THE Reserve Bank has kept the official cash rate on hold at its historic low of 1.5 per cent for the eighth meeting in a row.
Despite fresh data this week signalling a sharp brake in price growth in the Sydney and Melbourne property markets in April, capital city dwelling values have increased by nearly 10 per cent since the RBA’s last round of rate cuts last year, with Sydney and Melbourne up by about 13 per cent.
In his statement, largely repeated from last month, RBA Governor Philip Lowe said housing market conditions “continue to vary considerably around the country”.
“Prices have been rising briskly in some markets and declining in others,” he said. “In the eastern capital cities, a considerable additional supply of apartments is scheduled to come on stream over the next couple of years.
“Rent increases are the slowest for two decades. Growth in housing debt has outpaced the slow growth in household incomes. The recently announced supervisory measures should help address the risks associated with high and rising levels of indebtedness.”
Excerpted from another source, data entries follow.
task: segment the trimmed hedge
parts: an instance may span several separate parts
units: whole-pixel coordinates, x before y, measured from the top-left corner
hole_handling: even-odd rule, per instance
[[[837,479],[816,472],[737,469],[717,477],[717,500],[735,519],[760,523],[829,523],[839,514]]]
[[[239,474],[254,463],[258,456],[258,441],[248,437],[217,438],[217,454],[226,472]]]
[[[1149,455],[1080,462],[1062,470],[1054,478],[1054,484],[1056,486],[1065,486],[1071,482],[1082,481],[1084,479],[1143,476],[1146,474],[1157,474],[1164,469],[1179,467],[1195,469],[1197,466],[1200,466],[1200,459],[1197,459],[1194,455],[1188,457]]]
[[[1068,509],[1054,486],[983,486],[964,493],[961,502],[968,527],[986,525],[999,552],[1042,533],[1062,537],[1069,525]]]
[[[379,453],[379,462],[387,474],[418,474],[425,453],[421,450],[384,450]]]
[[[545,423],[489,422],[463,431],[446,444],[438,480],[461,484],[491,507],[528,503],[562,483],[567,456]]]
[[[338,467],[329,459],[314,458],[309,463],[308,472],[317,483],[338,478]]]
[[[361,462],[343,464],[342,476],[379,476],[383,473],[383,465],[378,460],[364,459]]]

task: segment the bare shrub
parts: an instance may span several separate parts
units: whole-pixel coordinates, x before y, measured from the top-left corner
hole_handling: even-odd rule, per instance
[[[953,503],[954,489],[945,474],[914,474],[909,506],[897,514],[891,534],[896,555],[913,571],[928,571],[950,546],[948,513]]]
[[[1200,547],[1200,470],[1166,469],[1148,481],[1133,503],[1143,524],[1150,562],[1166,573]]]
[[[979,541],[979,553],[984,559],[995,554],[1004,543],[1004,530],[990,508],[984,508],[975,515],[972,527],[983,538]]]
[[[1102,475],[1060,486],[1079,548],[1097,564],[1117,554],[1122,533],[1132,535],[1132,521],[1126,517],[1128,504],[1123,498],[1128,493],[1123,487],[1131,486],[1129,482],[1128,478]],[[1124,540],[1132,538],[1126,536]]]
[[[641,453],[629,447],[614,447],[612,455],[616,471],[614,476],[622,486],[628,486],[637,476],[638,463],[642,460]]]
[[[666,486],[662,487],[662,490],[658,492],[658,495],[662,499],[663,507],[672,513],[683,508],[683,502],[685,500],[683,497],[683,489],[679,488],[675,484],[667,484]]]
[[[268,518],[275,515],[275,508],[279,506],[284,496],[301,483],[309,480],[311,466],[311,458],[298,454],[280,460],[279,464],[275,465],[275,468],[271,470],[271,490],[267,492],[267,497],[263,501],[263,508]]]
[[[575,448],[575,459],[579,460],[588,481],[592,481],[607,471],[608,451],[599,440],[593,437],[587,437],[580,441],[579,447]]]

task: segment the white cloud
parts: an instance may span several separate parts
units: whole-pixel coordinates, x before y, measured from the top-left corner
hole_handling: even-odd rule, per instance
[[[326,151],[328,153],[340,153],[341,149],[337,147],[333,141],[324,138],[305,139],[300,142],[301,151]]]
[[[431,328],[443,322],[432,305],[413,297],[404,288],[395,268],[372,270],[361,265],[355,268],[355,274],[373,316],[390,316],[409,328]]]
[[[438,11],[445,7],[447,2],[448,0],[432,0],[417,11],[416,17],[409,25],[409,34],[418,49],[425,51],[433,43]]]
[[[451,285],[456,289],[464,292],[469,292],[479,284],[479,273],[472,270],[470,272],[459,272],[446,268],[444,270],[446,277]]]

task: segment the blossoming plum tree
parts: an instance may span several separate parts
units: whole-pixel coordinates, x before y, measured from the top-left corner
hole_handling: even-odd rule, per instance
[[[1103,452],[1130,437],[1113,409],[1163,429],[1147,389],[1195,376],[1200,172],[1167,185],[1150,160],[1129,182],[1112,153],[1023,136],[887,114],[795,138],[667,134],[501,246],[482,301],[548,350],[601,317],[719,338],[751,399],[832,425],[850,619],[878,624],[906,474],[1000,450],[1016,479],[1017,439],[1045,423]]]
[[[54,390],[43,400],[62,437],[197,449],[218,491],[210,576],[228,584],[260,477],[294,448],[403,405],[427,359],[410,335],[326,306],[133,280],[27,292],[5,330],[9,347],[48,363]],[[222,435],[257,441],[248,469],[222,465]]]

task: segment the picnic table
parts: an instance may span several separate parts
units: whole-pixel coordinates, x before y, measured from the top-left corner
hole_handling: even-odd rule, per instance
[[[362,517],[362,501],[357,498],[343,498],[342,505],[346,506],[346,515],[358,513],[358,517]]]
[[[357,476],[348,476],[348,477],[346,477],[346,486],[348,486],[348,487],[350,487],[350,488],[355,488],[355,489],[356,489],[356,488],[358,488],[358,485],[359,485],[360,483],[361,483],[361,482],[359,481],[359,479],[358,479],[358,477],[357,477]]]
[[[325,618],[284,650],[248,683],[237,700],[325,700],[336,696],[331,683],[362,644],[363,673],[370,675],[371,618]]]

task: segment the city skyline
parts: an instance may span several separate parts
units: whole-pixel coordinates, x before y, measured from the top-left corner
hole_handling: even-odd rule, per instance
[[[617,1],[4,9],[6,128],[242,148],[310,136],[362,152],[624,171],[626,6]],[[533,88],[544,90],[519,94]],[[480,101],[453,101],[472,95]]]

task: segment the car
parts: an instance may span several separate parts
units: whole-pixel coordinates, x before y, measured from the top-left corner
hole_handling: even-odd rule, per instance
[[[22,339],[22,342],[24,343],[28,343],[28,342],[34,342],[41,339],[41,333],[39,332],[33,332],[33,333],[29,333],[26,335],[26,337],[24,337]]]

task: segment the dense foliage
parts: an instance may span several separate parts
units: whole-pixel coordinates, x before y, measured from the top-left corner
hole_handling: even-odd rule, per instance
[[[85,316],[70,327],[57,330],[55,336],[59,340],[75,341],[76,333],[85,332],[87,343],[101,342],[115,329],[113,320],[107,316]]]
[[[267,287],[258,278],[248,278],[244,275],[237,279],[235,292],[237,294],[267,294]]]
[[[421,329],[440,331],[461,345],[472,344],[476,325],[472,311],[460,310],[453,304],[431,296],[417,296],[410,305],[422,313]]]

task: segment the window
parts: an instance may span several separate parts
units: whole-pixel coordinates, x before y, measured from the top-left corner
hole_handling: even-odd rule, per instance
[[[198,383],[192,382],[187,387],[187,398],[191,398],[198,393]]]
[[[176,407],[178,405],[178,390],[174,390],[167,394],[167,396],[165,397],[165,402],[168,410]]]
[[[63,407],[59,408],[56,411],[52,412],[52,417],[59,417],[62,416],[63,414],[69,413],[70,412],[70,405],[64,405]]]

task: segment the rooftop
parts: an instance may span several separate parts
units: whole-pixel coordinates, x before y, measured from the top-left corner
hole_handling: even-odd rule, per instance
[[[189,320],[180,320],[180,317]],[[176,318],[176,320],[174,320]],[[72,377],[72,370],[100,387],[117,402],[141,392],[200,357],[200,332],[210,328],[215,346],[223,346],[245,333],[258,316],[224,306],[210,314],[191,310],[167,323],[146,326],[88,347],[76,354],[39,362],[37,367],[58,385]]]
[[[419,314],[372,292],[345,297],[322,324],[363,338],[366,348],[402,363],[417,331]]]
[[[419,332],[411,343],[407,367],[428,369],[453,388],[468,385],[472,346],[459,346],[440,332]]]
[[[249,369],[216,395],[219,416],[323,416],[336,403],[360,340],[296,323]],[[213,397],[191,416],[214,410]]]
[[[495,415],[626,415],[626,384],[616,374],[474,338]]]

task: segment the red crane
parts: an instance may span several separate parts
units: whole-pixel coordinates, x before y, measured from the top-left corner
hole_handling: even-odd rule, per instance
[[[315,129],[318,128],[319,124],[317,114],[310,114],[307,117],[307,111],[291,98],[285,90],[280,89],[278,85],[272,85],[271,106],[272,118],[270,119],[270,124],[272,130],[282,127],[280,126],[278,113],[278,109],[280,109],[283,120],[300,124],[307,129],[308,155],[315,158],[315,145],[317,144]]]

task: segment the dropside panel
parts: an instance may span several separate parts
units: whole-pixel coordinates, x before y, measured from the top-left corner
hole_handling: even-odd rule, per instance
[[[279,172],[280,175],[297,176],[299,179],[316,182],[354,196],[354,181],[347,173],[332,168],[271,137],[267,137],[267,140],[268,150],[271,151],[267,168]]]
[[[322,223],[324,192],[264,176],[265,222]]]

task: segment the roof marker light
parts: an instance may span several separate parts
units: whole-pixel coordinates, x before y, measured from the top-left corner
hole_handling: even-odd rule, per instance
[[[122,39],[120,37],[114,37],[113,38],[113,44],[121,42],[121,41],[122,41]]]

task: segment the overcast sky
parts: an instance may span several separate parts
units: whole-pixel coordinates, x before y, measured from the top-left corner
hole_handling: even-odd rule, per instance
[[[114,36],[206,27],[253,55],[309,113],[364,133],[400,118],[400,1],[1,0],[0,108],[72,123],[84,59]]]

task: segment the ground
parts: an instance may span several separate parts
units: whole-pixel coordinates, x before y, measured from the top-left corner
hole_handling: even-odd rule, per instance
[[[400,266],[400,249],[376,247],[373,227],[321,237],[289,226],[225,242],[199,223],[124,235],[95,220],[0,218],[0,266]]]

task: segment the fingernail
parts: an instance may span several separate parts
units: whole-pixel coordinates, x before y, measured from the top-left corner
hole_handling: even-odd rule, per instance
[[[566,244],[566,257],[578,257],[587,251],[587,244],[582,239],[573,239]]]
The RBA last cut the cash rate in August 2016 to 1.5 per cent, following an earlier cut to 1.75 per cent in May of that year. The last time the official cash rate increased was November 2010. “The surge in housing prices and rebound in investment-related credit growth has caused some concern,” said CoreLogic head of research Tim Lawless.
“Importantly, CoreLogic’s home value indices showed capital city dwelling values were virtually flat over the month of April — a stark change from the previously strong growth trend and perhaps hinting that the housing market could be moving through its peak rate of growth.”
The slowdown follows a string of out-of-cycle rate hikes by the big banks which kicked off in March, and new rules announced by regulators to crack down on interest-only lending.
“According to the latest RBA data, the average discounted variable mortgage rate for investor loans has shifted 25 basis points higher since August last year, which is equivalent to a typical RBA rate hike,” said Mr Lawless.
“The three-year fixed rate for investor loans is 30 basis points higher and discounted variable rates for owner occupiers have also shifted 10 basis points higher since August. Further rises in mortgage rates are a potential outcome.”
A survey of 34 experts and economists by comparison website Finder.com.au found more than half believe the Australian property market has peaked.
“Prices in some capital city markets, such as Perth, have deflated — but the cyclical nature of markets means it’s unlikely prices in other cities will increase indefinitely at their current rate,” said Finder insights manager Graham Cooke.
“However, anyone holding out for a major price adjustment may be waiting a while. The general feeling is that while recent adrenaline-fuelled price growth is likely to slow, it’s not expected that prices will fall dramatically. Prices may just plateau for a given period.”
AMP Capital chief economist Dr Shane Oliver said rates were likely to start rising in the second half of next year. “Continuing low underlying inflation pressure at a time of very high underemployment, record low wages growth and a still too high Australian dollar means that its way too early to be thinking about raising rates,” he said in a note this week.